Por lucas.cardoso

Brasília - O Brasil "fracassou" em proteger os direitos dos povos indígenas. A constatação foi feita por relatores da ONU em documentos que serão utilizados como base para um exame na sexta-feira, da política de direitos humanos do Brasil, em Genebra. "É motivo de preocupação o fracasso do estado em proteger as terras indígenas de atividades ilegais, especialmente em mineração e madeireiros", indicaram relatores das Nações Unidas, citados no informe distribuído para todos os governos.

'É motivo de preocupação o fracasso do estado em proteger', diz relator das Nações UnidasDIONEDSON TERENA

Nesta semana, em reuniões preparatórias para o exame do Brasil na ONU, governos já indicaram que o recente caso de violência contra indígenas no Maranhão reforçará o debate sobre a questão de demarcação de terras e os recursos para a Fundo Nacional do Índio (Funai).

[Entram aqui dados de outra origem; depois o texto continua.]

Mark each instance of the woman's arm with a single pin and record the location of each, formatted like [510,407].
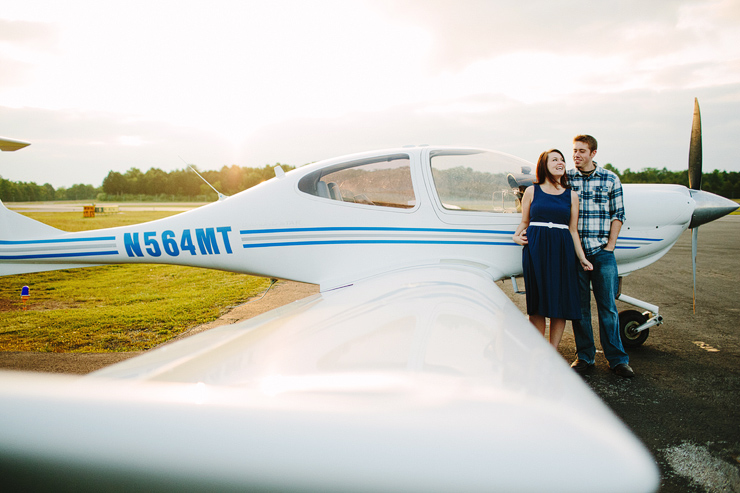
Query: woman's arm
[520,235]
[573,227]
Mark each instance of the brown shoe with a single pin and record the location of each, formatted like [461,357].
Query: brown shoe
[624,370]
[581,366]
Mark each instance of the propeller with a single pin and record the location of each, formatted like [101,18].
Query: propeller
[695,156]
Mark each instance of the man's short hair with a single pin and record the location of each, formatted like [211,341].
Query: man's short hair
[588,140]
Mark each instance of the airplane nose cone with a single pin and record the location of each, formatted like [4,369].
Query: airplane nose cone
[709,207]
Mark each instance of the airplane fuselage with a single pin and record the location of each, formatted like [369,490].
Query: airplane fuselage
[389,209]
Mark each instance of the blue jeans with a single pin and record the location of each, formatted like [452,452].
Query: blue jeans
[605,282]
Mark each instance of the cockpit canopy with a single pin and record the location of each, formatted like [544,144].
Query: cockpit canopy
[464,180]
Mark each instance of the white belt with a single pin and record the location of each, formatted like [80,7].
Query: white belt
[549,225]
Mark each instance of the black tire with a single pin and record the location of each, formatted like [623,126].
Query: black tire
[628,320]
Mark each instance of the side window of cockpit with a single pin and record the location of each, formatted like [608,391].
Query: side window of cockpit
[384,183]
[477,181]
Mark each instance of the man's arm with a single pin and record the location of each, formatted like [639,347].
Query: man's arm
[614,229]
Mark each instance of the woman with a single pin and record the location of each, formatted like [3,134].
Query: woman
[549,234]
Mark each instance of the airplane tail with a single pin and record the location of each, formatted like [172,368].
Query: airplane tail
[19,236]
[14,226]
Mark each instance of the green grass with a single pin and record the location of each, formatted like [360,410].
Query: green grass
[113,308]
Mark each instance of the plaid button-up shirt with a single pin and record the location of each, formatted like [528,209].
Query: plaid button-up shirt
[601,202]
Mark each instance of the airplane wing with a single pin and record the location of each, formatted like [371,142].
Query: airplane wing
[421,379]
[12,144]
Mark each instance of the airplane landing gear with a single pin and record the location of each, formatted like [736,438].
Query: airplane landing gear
[633,324]
[629,320]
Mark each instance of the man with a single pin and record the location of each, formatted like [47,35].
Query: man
[599,221]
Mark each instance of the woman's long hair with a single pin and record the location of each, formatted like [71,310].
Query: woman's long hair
[543,174]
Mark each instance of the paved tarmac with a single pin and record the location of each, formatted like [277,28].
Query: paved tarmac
[684,402]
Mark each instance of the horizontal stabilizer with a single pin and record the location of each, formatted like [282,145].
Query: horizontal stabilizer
[12,144]
[14,226]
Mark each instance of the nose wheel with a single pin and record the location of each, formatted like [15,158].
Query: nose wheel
[629,321]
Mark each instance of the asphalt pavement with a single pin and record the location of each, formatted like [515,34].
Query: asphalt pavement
[684,402]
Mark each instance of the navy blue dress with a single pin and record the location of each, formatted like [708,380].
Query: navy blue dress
[549,259]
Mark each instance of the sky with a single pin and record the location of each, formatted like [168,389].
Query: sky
[109,86]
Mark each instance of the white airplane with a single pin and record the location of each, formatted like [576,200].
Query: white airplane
[410,371]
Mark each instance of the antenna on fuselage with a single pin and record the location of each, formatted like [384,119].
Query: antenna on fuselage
[220,195]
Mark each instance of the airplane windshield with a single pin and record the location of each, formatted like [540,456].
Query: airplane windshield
[384,182]
[475,180]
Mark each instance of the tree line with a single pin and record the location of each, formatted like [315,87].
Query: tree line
[181,185]
[724,183]
[184,185]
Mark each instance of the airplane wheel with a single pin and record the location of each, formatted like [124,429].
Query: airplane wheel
[628,321]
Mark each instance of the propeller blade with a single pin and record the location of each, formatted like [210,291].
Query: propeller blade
[694,244]
[695,150]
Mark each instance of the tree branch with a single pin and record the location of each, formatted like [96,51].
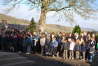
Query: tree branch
[58,9]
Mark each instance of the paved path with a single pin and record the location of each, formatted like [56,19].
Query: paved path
[15,59]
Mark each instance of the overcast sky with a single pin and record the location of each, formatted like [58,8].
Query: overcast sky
[24,12]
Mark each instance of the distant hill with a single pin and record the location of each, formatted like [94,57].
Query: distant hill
[49,27]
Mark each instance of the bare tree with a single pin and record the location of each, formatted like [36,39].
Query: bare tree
[81,7]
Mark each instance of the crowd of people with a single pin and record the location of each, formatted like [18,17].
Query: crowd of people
[67,45]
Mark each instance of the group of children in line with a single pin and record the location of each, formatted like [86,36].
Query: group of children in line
[67,45]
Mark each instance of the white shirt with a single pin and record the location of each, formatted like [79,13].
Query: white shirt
[72,45]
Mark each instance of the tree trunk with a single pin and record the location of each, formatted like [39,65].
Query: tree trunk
[42,20]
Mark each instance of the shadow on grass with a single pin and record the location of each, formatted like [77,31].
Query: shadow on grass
[40,61]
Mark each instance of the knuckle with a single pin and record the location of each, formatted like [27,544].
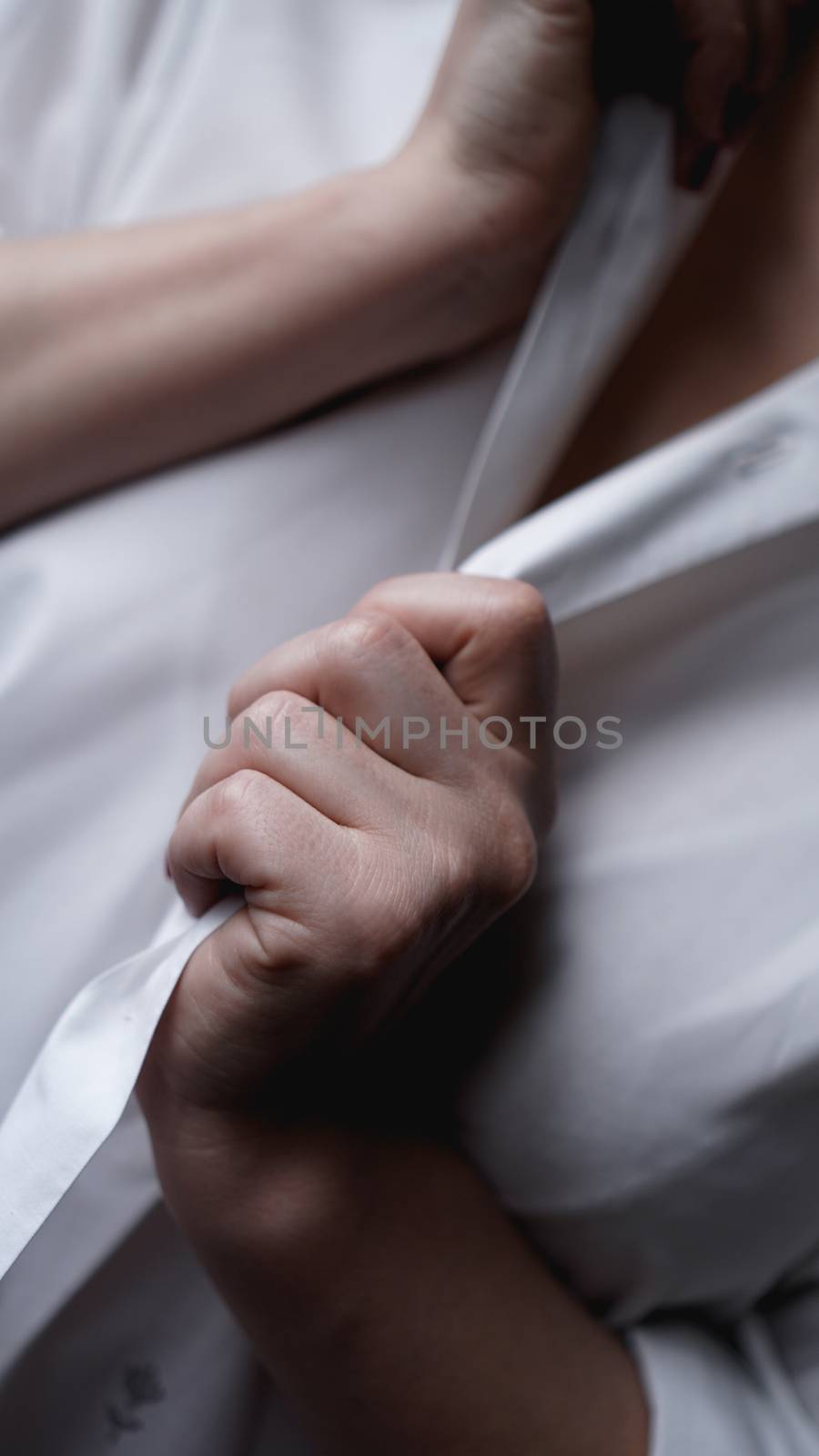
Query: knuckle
[274,717]
[238,797]
[368,633]
[515,854]
[522,609]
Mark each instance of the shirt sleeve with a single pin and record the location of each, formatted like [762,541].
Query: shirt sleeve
[724,1394]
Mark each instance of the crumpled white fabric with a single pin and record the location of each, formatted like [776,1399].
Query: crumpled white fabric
[627,237]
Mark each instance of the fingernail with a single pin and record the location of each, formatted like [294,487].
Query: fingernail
[702,167]
[741,109]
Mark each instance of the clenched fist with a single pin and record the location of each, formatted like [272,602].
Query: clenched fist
[379,805]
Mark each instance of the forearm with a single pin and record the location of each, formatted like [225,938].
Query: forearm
[398,1308]
[127,349]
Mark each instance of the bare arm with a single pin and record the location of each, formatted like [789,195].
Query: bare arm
[378,1279]
[123,351]
[397,1307]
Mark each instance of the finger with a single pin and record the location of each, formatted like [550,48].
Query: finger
[720,43]
[310,753]
[370,672]
[491,640]
[247,830]
[770,56]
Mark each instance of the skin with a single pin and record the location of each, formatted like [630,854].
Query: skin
[385,1292]
[123,351]
[741,313]
[373,1271]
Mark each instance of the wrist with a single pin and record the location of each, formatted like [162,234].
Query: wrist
[484,242]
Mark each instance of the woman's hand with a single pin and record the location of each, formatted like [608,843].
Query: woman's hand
[516,99]
[372,815]
[373,1271]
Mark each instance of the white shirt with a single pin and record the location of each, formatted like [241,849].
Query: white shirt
[649,1108]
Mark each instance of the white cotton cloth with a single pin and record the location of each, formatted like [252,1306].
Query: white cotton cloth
[647,1107]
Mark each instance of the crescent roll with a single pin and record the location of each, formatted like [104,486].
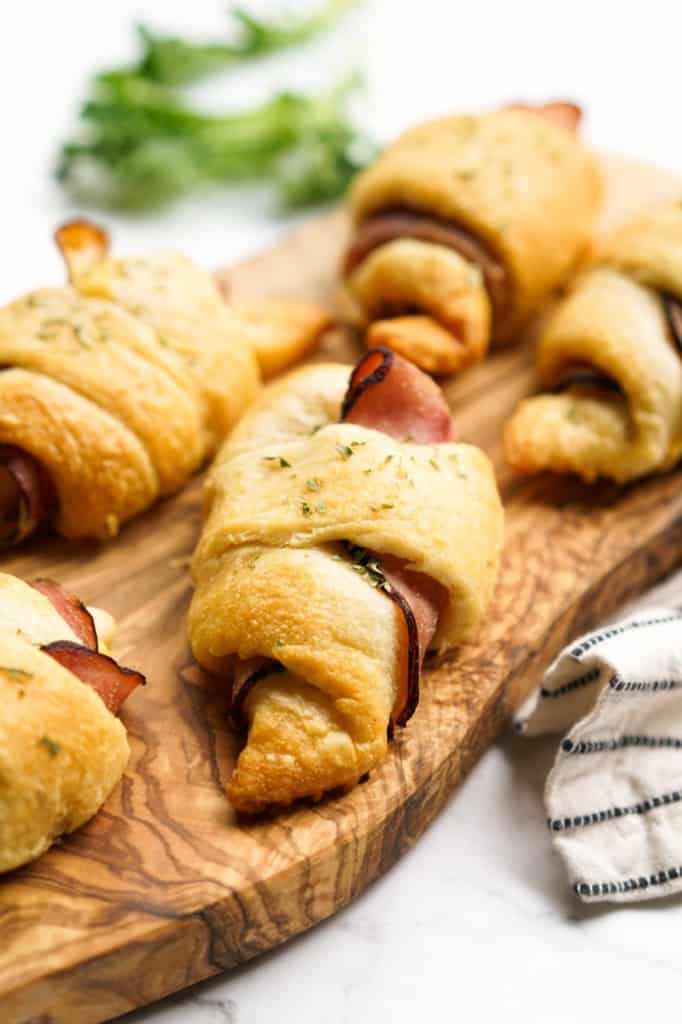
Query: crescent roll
[463,226]
[62,750]
[610,361]
[114,389]
[346,531]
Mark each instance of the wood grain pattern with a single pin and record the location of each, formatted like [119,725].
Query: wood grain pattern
[166,887]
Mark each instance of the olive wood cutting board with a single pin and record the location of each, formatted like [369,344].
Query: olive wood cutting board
[166,886]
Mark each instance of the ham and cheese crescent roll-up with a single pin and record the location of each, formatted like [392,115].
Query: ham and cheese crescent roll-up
[463,226]
[116,388]
[62,750]
[346,532]
[610,361]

O grupo teria sido alvo de pistoleiros.

Mas antes mesmo do caso, os documentos da ONU distribuídos aos governos já apontavam como alarmante o "nível de violência contra os povos indígenas".

A sabatina faz parte de um mecanismo criado pelas Nações Unidas para analisar a situação de todos os países e que obriga os governos a darem respostas a cada quatro anos. Para se preparar para o questionamento, a ONU elaborou um raio-x completo sobre a situação brasileira. No documento, uma das principais preocupações se refere justamente à situação dos grupos indígenas.

Congresso

Para os relatores da ONU, existe ainda "uma tentativa contínua no Congresso de enfraquecer as proteções constitucionais e legislativas de direitos indígenas". Entre os exemplos citados está o novo código de mineração e a Proposta de Emenda Constitucional 215. A emenda pretende dar ao Congresso a decisão final sobre a demarcação de terras indígenas, hoje com o Poder Executivo. Um substitutivo ainda proíbe as ampliações de terras indígenas já demarcadas. Para os grupos indígenas, isso é uma tentativa de dar mais poder à bancada ruralista.

Um dos obstáculos identificados pelos relatores é a questão do financiamento da Funai. Ainda que a relatoria elogie o Brasil pelo papel "construtivo da Funai", ela se diz "preocupada" com o corte de recursos. De acordo com o informe, equipes da ONU no Brasil relataram que a Funai "tem sofrido um agressivo corte de orçamento e que hoje está em seu nível mais baixo nos últimos dez anos".

A saúde dos povos indígenas também é uma preocupação. De acordo com a ONU, apenas 57,9% das crianças são registradas em seu primeiro ano de vida. "A equipe (da ONU no país) ainda indica que crianças indígenas são as principais vítimas de mortalidade infantil no Brasil. Eles têm duas chances mais de morrer antes de completar 1 ano, com muitos casos resultando de doenças que poderiam ser prevenidas", indicou.

Documentos obtidos pela reportagem ainda mostram que governos como da Alemanha, Bélgica e outros já deixaram claro que estão preocupados com a situação da demarcação de terras e dos confrontos. Berlim chega a citar relatórios da ONU em que falam de uma regressão nas condições dos povos indígenas.

Resposta

O Brasil terá a chance de dar uma resposta a esses temas na sexta-feira, em Genebra. Uma delegação será enviada pelo governo de Michel Temer. De acordo com o Itamaraty, ela será composta pela ministra dos Direitos Humanos, Luislinda Valois, pelo subsecretário-geral de Assuntos Políticos Multilaterais, Europa e América do Norte do Itamaraty, embaixador Fernando Simas Magalhães, pela secretária-executiva do Ministério da Educação, Maria Helena Guimarães de Castro, e por Maria Inês Fini, presidente do Instituto Nacional de Estudos e Pesquisas Educacionais Anísio Teixeira.

Mas num documento preliminar, o governo já indicou que admite que o "desafio do Brasil é de ir adiante com a regularização das terras indígenas". Ao mencionar uma série de medidas sociais para atender às necessidades dos povos indígenas, o governo ainda reconhece que eles "continuam entre os grupos mais vulneráveis da população brasileira no que se refere à renda, mortalidade infantil, desnutrição, saúde, educação e acesso a saneamento".